“Today in high-end restaurants, bartenders don’t want to use the mass produced products; they want to use something special. The chefs are buying the best cuts of meat and produce, why shouldn’t the bartenders want to do the same thing with their ingredients? If you want to do something special behind the bar, you need to have something special.”

-Giorgio Rivetti

Giorgio Rivetti has something to say…While he has been long considered one of the best winemakers in Italy, he is now taking on a new challenge: the long standing Italian Peidmontese tradition of vermouth. Italian sprits are in a stage of continuing popularity and it’s a perfect time for Giorgio to find a new muse to master. With his latest creation, he is carrying on the tradition of one of the oldest names in the Italian digestif world, Contratto.

I sat with him at a winemakers lunch and enjoyed multiple courses of delicious Italian food paired with some of Giorgio’s wines from La Spinetta. We discussed the renaissance of Italian spirits, Fernet and the love of the craft.

You are world renowned as a winemaker; you make some of the best wines in the world including Barolos, Barbarescos and single-vineyard Moscatos. How did you find the world of spirits?

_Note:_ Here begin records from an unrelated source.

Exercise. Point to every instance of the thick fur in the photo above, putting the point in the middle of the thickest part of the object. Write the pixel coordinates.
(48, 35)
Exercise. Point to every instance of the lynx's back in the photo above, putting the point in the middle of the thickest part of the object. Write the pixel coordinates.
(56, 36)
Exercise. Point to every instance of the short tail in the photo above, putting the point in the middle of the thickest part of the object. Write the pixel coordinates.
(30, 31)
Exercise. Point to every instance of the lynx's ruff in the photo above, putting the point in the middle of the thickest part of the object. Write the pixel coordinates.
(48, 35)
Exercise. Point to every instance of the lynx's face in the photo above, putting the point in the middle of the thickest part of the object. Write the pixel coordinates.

Everything happened after I bought this beautiful property, Contratto property. They started to produce sparkling wine and spirits in 1867. While it was a long time ago, for me it was something very new. We bought the property because our goal was to make sparkling wine, but Contratto used to be also one of the most important spirit producers. Think about vermouth, think about absinthe, think about aperitif, something like that. When we bought the property, we bought also recipes. I remember Bianco, for example, was the first one we made. My God, I tasted it and I didn’t want to change anything. The recipe is perfect. Everything was organic with organic wine too. After that, we started to use also the other recipes, like the Rosso, Americano and Fernet. It’s unbelievable stuff. It’s beautiful stuff.

We bought Contratto. Contratto is a very big seller. It’s 7,000 square meters underground with many doors to open. One day, in a small room, we found one bottle of Contratto Sparkling from 1935. Trust me, the cork was almost destroyed. I said to my son, “We are going to open this bottle.” It was perfect, it was great. In this moment I said, why should I have to change something? If in 1935 they did something very good, still very good right now, I don’t change anything. This is what we did. Everything is like they used to do.

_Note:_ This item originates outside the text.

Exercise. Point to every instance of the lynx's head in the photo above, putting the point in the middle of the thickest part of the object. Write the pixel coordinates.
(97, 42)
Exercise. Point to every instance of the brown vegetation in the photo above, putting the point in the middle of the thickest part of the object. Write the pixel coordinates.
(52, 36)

Tell me about the arc of vermouth and Italian spirits?

From 1905 to 1936, the vermouth and the spirit business in Piemonte were highest, higher than wine business. The first vermouth was made in Piemonte by Motorino Carpano, and after that there were some other producers like Corti, like Contratto. I’m so proud of what they are because now you can find vermouth from many other countries. The first vermouth was in Turin, which was a cultural epicenter at the time. It was a drink for everybody. I remember my mom and my father, when some friends would come to visit, the first offer was sweet vermouth. They used to drink vermouth by itself, just full ice cube and then squeeze a little lemon peel, that’s it. After that, they discovered also vermouth in the mixed cocktails, but the beginning was something.

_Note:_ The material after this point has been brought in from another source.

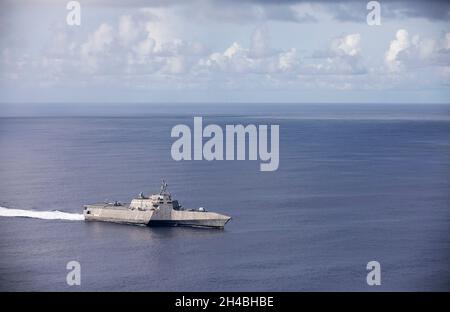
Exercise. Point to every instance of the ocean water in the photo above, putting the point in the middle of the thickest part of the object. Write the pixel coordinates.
(355, 184)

How can you compete with the mega-producers like Cinzano and Martini & Rossi?

I can say Contratto is making a very, very small quantity and everything is optimal. Our goal is not to produce too many bottles. Our goal is to do the best with our recipe and to do well with small quantity.

There are many barmen these days that are experimenting with infusing flavors into spirits. What are your thoughts with this?

Because I would think like cold maceration versus warm maceration, I would think that I’d want to do it faster, warm maceration. But

this is a big mistake. Because also in wine, in fermentation if you do very warm, hot maceration, warm maceration, you can get everything very short but you can also get the stuff you don’t want to have in your wine.

It’s been well documented; there is a “Fernet craze” among bartenders in the US. Most consumers think of Fernet Branca as the only Fernet, and are unaware that it is a style, not a brand name. At Contratto you are making a really good expression of Fernet. Can you contrast yours and the Fratelli Branca version?

Don’t get me wrong Fratelli Branca’s is great. It just has a different balance. So normally when you drink Fernet it is only for shots. You don’t sip Fernet. I want to make Fernet that you can taste. Yeah. Everyone who has tasted it just loves it. It is organic, which is a buzz word of course, but we are doing it because it’s the
right way.

What do you think about the cocktail culture in the US?

In the US it’s easy to get a good drink because there are so many beautiful bars. In the US in general there is a different bar culture than in Italy. In the US, you can go and have a great cocktail and great food. In Italy, you have to go to special cocktail bars in order to have a great cocktail.